Implementing a model for improving integrated primary healthcare planning and performance: An effectiveness evaluation of DIVA in Kaduna, Nigeria




Poster session 4 Saturday: Evidence implementation and evaluation


Saturday 16 September 2017 - 12:30 to 14:00


All authors in correct order:

Eboreime E1, Nxumalo N1, Eyles J1
1 Center for Health Policy, School of Public Health, University of the Wit watersrand, South Africa
Presenting author and contact person

Presenting author:

Ejemai Eboreime

Contact person:

Abstract text
Background: To ensure improved performance of primary healthcare (PHC) interventions, Nigeria initiated PHC Reviews in 2011. The reviews are facilitated quarterly evaluations of PHC performance with evidence-based operational planning of interventions by local government (LG) PHC managers using routine data.
Methods: PHC reviews employ a 4-step improvement framework: Diagnose-Intervene-Verify-Adjust (DIVA). ‘Diagnose’ identifies constraints to effective coverage (Figure 1). ‘Intervene’ develops/implements action plans addressing constraints. ‘Verify/Adjust’ monitor performance and revise plans.
We evaluated effectiveness of DIVA in improving PHC bottlenecks in Kaduna, 2013-2016. Kaduna state conducts annual reviews involving all 23 LGs since 2013. The reviews focus on determinants for availability of commodities; human resources; geographical accessibility; initial utilisation; continuous utilisation; and quality of four PHC interventions (Immunisation, integrated management of childhood illnesses, antenatal care, and skilled birth attendance). Our findings are analysed and presented on charts (pie, bar, Pareto and run-charts).
Results/Discussion: 183 bottlenecks were identified by LG teams across all interventions in 2013. 41% of bottlenecks relate to human resources.
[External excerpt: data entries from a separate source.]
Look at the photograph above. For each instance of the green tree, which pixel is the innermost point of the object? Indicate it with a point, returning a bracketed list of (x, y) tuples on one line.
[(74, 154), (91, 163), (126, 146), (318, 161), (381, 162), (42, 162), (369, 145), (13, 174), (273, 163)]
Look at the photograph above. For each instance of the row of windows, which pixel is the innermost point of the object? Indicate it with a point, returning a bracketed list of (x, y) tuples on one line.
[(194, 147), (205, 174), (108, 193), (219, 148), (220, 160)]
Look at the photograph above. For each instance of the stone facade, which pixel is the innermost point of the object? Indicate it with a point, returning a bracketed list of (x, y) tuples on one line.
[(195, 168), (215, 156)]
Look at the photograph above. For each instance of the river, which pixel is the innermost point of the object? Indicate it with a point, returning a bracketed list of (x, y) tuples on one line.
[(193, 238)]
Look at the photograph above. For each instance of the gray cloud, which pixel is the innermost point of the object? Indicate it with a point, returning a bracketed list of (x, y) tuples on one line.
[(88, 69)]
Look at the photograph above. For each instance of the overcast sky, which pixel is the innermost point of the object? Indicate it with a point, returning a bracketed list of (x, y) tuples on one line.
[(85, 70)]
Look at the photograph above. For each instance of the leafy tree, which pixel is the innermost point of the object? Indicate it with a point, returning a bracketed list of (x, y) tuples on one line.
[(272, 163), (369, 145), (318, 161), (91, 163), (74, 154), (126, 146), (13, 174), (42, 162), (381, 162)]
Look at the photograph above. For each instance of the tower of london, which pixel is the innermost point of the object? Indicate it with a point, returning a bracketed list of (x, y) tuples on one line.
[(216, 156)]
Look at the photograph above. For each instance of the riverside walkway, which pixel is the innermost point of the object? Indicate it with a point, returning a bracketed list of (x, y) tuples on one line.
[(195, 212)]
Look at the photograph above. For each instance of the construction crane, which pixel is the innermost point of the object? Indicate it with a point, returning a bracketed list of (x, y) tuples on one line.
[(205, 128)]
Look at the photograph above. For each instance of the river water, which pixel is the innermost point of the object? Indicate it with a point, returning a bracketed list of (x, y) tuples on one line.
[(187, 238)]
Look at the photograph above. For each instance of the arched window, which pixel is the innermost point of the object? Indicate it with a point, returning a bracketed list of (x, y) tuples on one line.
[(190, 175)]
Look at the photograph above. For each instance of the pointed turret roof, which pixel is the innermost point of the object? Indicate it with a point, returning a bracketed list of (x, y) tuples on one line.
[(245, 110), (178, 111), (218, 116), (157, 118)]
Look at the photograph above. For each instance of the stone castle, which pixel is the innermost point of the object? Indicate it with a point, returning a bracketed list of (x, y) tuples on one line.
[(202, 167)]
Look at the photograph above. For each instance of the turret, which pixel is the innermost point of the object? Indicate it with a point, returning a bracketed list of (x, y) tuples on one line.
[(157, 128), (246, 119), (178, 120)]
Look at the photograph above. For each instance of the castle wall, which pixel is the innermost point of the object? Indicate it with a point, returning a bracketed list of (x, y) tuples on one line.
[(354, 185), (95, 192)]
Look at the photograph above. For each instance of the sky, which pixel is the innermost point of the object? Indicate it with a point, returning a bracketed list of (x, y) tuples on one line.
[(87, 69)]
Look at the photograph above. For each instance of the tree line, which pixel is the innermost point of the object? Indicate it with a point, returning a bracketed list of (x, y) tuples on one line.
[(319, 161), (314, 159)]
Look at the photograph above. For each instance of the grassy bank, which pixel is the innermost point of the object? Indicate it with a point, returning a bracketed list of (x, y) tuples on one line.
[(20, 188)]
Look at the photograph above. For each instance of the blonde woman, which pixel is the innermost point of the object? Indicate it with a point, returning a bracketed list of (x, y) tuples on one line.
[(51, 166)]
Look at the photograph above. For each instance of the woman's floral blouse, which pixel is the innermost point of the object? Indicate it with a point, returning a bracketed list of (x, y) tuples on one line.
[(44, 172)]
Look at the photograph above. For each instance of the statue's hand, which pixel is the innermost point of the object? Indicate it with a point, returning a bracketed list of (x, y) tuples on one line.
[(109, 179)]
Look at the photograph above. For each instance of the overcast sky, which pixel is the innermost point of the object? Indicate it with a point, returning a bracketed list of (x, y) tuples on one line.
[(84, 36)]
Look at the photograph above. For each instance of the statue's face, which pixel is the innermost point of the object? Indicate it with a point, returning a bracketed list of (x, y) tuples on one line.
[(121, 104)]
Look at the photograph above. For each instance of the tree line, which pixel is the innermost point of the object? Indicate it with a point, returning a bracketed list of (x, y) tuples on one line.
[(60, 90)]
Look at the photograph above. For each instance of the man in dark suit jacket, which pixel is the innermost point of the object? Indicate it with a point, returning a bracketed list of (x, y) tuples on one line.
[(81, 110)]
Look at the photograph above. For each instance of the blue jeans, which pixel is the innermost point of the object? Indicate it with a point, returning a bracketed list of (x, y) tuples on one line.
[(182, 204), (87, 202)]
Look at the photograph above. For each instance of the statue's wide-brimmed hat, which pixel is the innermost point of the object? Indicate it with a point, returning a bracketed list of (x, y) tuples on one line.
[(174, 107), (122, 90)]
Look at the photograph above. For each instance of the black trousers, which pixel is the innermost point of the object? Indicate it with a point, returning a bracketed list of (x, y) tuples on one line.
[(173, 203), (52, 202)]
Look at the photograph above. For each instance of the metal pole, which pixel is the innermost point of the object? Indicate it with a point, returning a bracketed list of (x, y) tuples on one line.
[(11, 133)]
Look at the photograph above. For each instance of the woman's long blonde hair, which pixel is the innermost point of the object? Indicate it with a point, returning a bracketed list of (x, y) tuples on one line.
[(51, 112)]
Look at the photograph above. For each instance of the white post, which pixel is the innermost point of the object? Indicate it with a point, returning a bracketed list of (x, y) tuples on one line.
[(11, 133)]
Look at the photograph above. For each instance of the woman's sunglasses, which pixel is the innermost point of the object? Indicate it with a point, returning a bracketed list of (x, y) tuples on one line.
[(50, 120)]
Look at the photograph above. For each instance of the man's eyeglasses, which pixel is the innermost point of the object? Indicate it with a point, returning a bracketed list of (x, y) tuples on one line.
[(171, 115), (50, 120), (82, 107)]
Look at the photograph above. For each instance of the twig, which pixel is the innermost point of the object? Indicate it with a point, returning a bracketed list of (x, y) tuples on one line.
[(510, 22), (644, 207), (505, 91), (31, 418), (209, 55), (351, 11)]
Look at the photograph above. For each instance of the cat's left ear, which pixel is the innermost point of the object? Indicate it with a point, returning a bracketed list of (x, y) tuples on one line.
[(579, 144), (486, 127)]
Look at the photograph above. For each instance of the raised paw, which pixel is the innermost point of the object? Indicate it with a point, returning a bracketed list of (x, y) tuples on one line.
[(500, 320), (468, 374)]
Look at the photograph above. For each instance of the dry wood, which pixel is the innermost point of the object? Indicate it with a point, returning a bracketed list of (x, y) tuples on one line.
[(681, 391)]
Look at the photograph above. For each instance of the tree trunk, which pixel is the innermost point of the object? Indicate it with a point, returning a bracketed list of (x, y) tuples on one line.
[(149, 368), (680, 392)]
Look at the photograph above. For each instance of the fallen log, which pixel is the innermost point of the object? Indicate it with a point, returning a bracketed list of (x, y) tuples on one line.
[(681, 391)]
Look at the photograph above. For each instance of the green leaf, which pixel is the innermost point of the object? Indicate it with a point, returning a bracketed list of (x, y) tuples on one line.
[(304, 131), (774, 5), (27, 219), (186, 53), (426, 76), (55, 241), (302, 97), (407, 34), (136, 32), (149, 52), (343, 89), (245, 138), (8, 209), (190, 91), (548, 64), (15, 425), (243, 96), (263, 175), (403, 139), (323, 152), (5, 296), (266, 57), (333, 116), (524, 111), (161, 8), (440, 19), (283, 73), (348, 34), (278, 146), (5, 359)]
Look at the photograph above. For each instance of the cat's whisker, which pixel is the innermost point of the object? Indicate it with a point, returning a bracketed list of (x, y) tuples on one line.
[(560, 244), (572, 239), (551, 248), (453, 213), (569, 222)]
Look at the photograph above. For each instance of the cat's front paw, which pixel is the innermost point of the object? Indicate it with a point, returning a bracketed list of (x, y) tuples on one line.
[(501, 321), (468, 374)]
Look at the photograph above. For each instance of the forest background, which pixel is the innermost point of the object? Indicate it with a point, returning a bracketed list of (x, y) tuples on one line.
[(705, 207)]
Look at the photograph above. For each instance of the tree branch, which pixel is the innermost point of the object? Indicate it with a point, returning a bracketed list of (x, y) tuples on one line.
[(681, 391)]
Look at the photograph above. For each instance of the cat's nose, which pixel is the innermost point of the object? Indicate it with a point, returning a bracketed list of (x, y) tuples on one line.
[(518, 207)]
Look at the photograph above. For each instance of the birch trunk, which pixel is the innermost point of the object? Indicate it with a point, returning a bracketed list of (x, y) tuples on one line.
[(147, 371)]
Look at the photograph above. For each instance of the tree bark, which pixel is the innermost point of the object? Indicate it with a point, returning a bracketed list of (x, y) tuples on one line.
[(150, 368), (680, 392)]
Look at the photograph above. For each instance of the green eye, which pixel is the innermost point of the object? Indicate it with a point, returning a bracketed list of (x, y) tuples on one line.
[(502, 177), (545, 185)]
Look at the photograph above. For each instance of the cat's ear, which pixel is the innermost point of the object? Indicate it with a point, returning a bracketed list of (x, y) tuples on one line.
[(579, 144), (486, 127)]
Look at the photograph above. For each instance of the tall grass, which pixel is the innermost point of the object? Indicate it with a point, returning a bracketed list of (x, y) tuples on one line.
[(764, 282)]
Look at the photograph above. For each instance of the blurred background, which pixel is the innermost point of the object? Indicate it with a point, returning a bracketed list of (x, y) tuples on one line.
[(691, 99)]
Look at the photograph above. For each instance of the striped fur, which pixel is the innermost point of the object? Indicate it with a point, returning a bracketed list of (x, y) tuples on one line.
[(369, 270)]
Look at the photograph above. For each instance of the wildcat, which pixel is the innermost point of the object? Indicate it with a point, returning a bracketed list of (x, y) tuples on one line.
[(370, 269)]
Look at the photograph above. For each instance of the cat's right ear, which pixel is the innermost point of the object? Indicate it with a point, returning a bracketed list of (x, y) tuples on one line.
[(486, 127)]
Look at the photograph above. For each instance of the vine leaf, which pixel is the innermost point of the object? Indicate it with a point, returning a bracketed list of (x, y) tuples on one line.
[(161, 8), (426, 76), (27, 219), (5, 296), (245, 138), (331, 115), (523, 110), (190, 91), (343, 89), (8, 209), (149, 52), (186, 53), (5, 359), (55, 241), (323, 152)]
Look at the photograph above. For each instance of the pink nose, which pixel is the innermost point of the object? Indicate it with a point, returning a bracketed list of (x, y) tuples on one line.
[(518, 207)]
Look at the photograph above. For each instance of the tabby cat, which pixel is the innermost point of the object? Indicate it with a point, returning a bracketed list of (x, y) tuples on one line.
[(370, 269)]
Geographical access and availability of commodities ranked least (Figures 2 and 3). Of 1562 activities planned to address bottlenecks in the state, 568 (36%) were completely implemented. Availability of commodities was the most improved determinant albeit among the least constrained; probably indicating skewed implementation of operational plans (Figure 4).
Effect of DIVA on performance indicators varied across interventions. While indicators for interventions with strong donor support (malaria and immunisation) improved, less supported Antenatal Care slightly declined, suggesting skewed implementation towards donor interests (Figures 5-7).
Conclusion: Our study demonstrates that bottom-up approach to PHC planning using the DIVA model can potentially improve performance in decentralised sub-Saharan African health systems. However, effective implementation requires some central oversight.